Profile In Courage — Percy Dale East

The Petal Paper, 14 March 1957

There have been many heroes in the civil rights movement.  Recently, I’ve learned of another.

Percy Dale (P.D.) East was a white native of Mississippi who developed a refined sense of racial justice while being raised in sawmill camps in the southern part of the state by a blacksmith father  and a mother who ran boardinghouses.  As an adult, he found his calling after taking some writing courses at Mississippi Southern College.  His path was to found the weekly newspaper Pedal Paper in Pedal, Mississippi, near Hattiesburg.

Then on May 17, 1954 the Supreme Court desegregated schools when it released the decision Brown v. Board of Education.  Fiercely segregated Mississippi saw tragedy; East saw opportunity.  This was the chance for the state to throw off the shackles of its past and move forward.  Since few of his advertisers saw things the same way, how do you tell a society you think it’s wrong?

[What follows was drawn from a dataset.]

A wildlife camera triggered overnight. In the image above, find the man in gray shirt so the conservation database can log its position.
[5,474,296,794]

Satire.  The Pedal Paper embarked on a campaign for racial equality by poking fun at the states’ misplaced values, like the pictured fictional ad.  It became an indirect thorn in the side of segregation by exposing hypocrisy with humor.

Of course, there were serious repercussions.  The Pedal Paper lost most of its local circulation and advertising; it was forced to rely on wealthy patrons across the country.  In a state where challenging the norms could get you killed, a bounty of $25,000 was ultimately put on East’s head.  Such stress did have an impact; P.D. East died in 1971 at age 50.  The cause of death was listed as liver failure, but his wife said “In a sense, he died of Mississippi.”

Why haven’t you heard of P.D. East before?  The Pedal Paper was never large; peak circulation was only 2300.  It never took on specific issues, choosing to poke fun instead at racism in general.  Others yelled louder.

P.D. East did write a memoir entitled The Magnolia Jungle: The Life, Times and Education of a Southern Editor.  The source for this piece is “What Made P.D. East the Fearless Wit of Forrest County” by William Browning ( which is also in the September, 2018 issue of Smithsonian magazine.  The photos came from the website.

5 comments on “Profile In Courage — Percy Dale East”

  1. Florrie Tuminello Reply

    It’s nice to see a recent piece on Percy. He was my Grandmother’s nephew. I’m not sure why our side of the family did not meet him. I have been researching family genealogy and have become familiar with his work for several years now. I haven’t read the book you have profiled, but my Mother tells me of some of his writing resulting due to the fact that he was able to pose as a black man!